La gestione dei fondi europei per gli appalti pubblici torna sotto i riflettori dell’eurodeputata Virginie Joron (PfE), firmataria di un atto ispettivo mirato a far luce sullo stanziamento di fondi pubblici ad aziende di Paesi terzi, tra cui Turchia, Cina e Iran, in settori strategici come la fornitura di tubature e infrastrutture idriche.
“Mentre i cittadini faticano ad accettare che le loro tasse finanzino autostrade gratuite in Polonia, treni in Spagna o l’assunzione di educatrici in Romania, risulta ancor più controverso che appalti in Paesi membri come Spagna, Romania e Grecia vengano aggiudicati o subappaltati a società di Stati che non garantiscono reciprocità e non aderiscono all’Accordo sugli appalti pubblici (GPA) dell’Organizzazione mondiale del commercio”.

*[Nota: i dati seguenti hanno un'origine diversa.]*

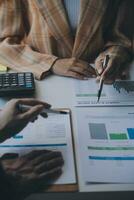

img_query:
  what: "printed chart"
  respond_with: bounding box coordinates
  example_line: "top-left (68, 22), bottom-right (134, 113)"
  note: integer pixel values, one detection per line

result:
top-left (76, 107), bottom-right (134, 183)
top-left (74, 79), bottom-right (134, 106)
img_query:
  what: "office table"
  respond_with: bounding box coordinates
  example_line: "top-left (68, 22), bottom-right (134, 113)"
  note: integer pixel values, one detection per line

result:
top-left (0, 63), bottom-right (134, 195)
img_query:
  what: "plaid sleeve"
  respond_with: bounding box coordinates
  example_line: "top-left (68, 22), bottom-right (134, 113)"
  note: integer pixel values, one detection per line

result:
top-left (105, 0), bottom-right (134, 60)
top-left (0, 0), bottom-right (57, 79)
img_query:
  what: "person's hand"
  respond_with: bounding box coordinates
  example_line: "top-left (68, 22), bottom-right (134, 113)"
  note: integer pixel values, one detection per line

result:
top-left (51, 58), bottom-right (96, 79)
top-left (95, 48), bottom-right (129, 84)
top-left (0, 98), bottom-right (50, 142)
top-left (0, 150), bottom-right (64, 199)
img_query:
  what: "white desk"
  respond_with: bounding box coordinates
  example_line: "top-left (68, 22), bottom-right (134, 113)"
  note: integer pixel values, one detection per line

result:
top-left (33, 63), bottom-right (134, 191)
top-left (0, 63), bottom-right (134, 191)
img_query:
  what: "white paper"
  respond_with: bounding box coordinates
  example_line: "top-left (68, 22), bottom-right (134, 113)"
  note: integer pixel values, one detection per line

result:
top-left (73, 78), bottom-right (134, 106)
top-left (76, 107), bottom-right (134, 184)
top-left (0, 111), bottom-right (76, 184)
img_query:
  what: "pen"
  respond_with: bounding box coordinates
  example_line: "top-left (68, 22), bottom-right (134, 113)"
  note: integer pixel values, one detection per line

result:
top-left (97, 55), bottom-right (109, 102)
top-left (18, 104), bottom-right (68, 114)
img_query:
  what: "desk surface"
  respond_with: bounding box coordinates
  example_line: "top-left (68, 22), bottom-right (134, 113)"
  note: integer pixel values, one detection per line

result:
top-left (36, 63), bottom-right (134, 191)
top-left (0, 63), bottom-right (134, 191)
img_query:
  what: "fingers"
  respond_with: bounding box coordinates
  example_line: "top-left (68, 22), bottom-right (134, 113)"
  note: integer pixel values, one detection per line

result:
top-left (35, 157), bottom-right (64, 173)
top-left (38, 167), bottom-right (62, 183)
top-left (96, 54), bottom-right (120, 84)
top-left (76, 60), bottom-right (96, 75)
top-left (17, 98), bottom-right (51, 108)
top-left (70, 66), bottom-right (96, 78)
top-left (22, 149), bottom-right (52, 160)
top-left (32, 151), bottom-right (62, 166)
top-left (19, 105), bottom-right (44, 121)
top-left (0, 153), bottom-right (19, 160)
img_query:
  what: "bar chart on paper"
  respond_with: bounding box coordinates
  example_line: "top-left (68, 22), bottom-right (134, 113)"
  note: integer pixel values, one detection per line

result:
top-left (76, 107), bottom-right (134, 183)
top-left (74, 79), bottom-right (134, 106)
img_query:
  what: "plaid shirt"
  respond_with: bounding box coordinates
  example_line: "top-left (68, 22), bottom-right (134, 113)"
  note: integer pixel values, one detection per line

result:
top-left (0, 0), bottom-right (133, 79)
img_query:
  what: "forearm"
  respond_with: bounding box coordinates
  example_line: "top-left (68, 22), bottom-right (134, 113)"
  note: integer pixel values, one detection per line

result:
top-left (0, 38), bottom-right (57, 80)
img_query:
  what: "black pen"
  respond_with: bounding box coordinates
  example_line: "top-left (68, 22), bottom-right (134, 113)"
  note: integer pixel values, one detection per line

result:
top-left (97, 55), bottom-right (110, 103)
top-left (18, 104), bottom-right (68, 115)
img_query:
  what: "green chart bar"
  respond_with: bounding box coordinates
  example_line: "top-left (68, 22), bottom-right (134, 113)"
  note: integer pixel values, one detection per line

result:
top-left (109, 133), bottom-right (127, 140)
top-left (88, 146), bottom-right (134, 151)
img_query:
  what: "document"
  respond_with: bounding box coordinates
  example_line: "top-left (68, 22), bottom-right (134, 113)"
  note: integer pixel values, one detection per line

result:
top-left (76, 107), bottom-right (134, 184)
top-left (73, 78), bottom-right (134, 106)
top-left (0, 110), bottom-right (76, 184)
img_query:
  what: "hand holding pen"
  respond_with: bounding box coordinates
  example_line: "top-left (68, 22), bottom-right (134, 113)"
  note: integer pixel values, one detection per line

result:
top-left (97, 55), bottom-right (110, 102)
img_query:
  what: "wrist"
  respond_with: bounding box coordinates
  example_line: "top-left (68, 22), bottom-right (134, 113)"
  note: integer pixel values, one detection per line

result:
top-left (50, 58), bottom-right (60, 74)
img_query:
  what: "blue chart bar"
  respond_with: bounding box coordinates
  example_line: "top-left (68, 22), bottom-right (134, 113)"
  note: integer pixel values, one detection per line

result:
top-left (0, 143), bottom-right (67, 148)
top-left (89, 123), bottom-right (108, 140)
top-left (127, 128), bottom-right (134, 140)
top-left (89, 156), bottom-right (134, 160)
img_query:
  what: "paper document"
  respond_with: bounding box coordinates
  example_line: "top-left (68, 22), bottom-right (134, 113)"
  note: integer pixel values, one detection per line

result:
top-left (0, 113), bottom-right (76, 184)
top-left (73, 78), bottom-right (134, 106)
top-left (76, 107), bottom-right (134, 184)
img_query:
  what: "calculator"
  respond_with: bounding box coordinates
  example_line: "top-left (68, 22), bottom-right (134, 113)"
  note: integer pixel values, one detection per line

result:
top-left (0, 72), bottom-right (35, 97)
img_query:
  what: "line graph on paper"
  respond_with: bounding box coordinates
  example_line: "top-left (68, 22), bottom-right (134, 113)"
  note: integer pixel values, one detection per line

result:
top-left (74, 79), bottom-right (134, 106)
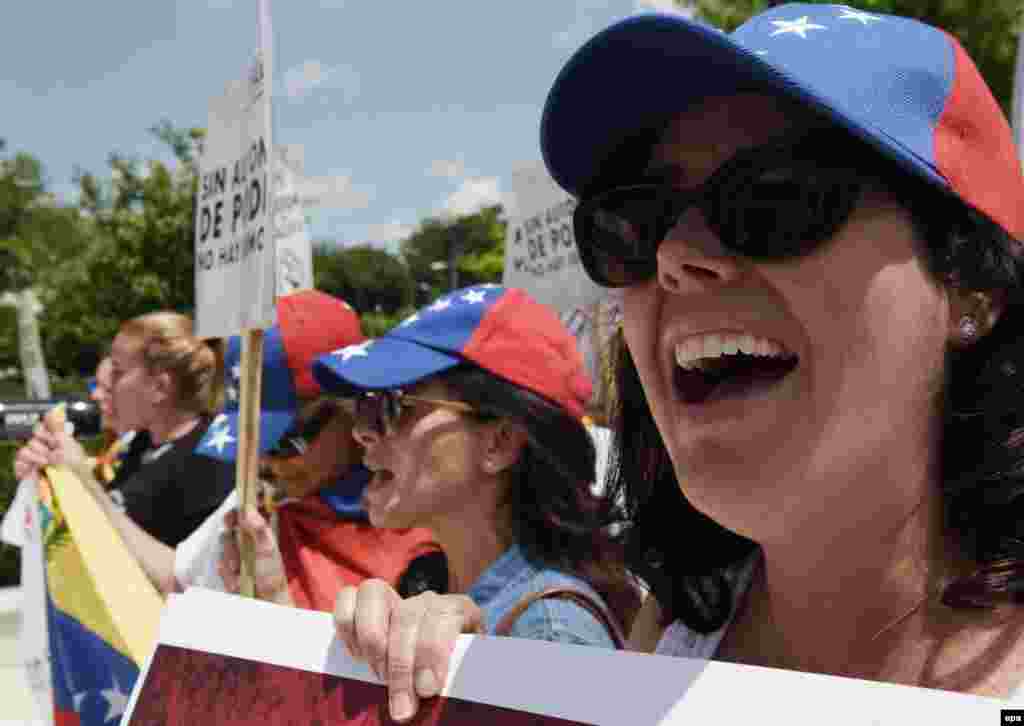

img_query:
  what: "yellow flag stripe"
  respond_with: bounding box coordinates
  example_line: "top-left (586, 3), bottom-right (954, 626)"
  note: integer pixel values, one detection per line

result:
top-left (46, 467), bottom-right (164, 664)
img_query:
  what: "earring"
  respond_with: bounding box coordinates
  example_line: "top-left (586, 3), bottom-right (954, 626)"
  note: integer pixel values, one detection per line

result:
top-left (958, 315), bottom-right (978, 343)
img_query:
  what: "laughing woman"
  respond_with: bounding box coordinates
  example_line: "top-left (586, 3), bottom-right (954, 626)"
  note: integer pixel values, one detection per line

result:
top-left (333, 4), bottom-right (1024, 712)
top-left (314, 286), bottom-right (636, 719)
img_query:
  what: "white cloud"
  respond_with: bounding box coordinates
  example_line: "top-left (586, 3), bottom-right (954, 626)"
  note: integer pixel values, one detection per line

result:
top-left (636, 0), bottom-right (695, 17)
top-left (367, 219), bottom-right (416, 247)
top-left (296, 174), bottom-right (374, 210)
top-left (427, 154), bottom-right (466, 179)
top-left (284, 59), bottom-right (361, 103)
top-left (442, 176), bottom-right (502, 217)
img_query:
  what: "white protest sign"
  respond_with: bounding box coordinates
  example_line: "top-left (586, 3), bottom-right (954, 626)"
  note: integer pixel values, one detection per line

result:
top-left (0, 479), bottom-right (53, 724)
top-left (271, 146), bottom-right (313, 296)
top-left (503, 162), bottom-right (620, 415)
top-left (122, 589), bottom-right (1011, 726)
top-left (196, 43), bottom-right (276, 337)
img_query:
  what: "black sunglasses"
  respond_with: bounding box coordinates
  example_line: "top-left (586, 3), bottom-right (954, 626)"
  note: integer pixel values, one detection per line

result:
top-left (264, 398), bottom-right (341, 459)
top-left (572, 129), bottom-right (876, 288)
top-left (346, 388), bottom-right (476, 436)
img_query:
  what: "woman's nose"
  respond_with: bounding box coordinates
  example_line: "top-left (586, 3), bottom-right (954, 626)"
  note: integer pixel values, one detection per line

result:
top-left (657, 209), bottom-right (741, 294)
top-left (352, 423), bottom-right (381, 449)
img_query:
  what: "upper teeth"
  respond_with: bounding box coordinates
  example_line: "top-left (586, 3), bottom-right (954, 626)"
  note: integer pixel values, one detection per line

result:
top-left (676, 333), bottom-right (790, 369)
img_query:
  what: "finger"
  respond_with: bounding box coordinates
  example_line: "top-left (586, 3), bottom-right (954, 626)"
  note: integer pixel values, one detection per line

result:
top-left (334, 586), bottom-right (362, 660)
top-left (387, 596), bottom-right (429, 721)
top-left (354, 580), bottom-right (401, 681)
top-left (414, 593), bottom-right (483, 698)
top-left (217, 530), bottom-right (242, 593)
top-left (242, 510), bottom-right (288, 598)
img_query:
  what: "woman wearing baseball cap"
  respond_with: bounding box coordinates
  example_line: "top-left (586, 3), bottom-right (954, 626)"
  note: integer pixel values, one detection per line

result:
top-left (313, 286), bottom-right (637, 719)
top-left (329, 4), bottom-right (1024, 712)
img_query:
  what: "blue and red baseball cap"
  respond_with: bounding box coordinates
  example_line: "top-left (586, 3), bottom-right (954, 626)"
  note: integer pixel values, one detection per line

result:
top-left (196, 290), bottom-right (365, 461)
top-left (541, 3), bottom-right (1024, 240)
top-left (313, 285), bottom-right (593, 418)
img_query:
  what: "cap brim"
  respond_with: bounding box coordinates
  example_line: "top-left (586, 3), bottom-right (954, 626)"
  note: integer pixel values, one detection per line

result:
top-left (196, 411), bottom-right (295, 462)
top-left (313, 336), bottom-right (463, 395)
top-left (541, 12), bottom-right (946, 197)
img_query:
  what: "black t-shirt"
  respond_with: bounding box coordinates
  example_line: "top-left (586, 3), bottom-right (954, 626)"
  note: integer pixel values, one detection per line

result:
top-left (111, 419), bottom-right (234, 547)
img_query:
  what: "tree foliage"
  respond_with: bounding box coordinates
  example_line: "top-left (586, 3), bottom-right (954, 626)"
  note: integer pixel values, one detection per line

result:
top-left (696, 0), bottom-right (1022, 117)
top-left (40, 122), bottom-right (202, 374)
top-left (313, 243), bottom-right (413, 315)
top-left (401, 205), bottom-right (506, 304)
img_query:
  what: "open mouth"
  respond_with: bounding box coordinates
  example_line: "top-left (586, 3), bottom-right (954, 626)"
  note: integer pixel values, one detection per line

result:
top-left (674, 334), bottom-right (800, 403)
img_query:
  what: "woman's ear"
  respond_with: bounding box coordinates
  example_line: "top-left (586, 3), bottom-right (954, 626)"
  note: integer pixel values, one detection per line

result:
top-left (949, 290), bottom-right (1006, 348)
top-left (481, 419), bottom-right (528, 474)
top-left (153, 371), bottom-right (177, 403)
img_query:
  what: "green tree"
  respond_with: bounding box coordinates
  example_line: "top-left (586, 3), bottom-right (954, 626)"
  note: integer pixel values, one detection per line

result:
top-left (313, 242), bottom-right (413, 315)
top-left (692, 0), bottom-right (1022, 117)
top-left (401, 205), bottom-right (506, 303)
top-left (40, 121), bottom-right (203, 374)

La Commissione, attraverso la risposta del vicepresidente Stéphane Séjourné, ha ricordato che l’accesso delle imprese extra-UE al mercato europeo è consentito solo se coperto da accordi internazionali come il GPA o accordi bilaterali di libero scambio. Nei casi in cui tali accordi non esistano, spetta alle autorità nazionali decidere se ammettere o escludere le aziende straniere, una prassi già confermata dalla Corte di giustizia dell’UE.
Per garantire trasparenza, Bruxelles segnala l’esistenza di uno strumento dedicato – il Procurement for Buyers Tool, accessibile tramite la banca dati Access2Market – che consente alle stazioni appaltanti di verificare quali fornitori siano ammissibili nelle gare pubbliche.
La Commissione ricorda inoltre che gli Stati membri che utilizzano fondi di coesione sono tenuti a rispettare le regole sugli appalti pubblici dell’UE, pur mantenendo margini di discrezionalità nell’ammissione di imprese provenienti da Paesi non coperti da accordi internazionali.
Infine, Bruxelles ha annunciato una revisione delle direttive europee sugli appalti del 2014, nell’ambito delle linee guida politiche 2024-2029. L’attuale fase di valutazione servirà a verificare se le norme vigenti funzionino come previsto e a definire eventuali correttivi, inclusi quelli legati alla partecipazione internazionale.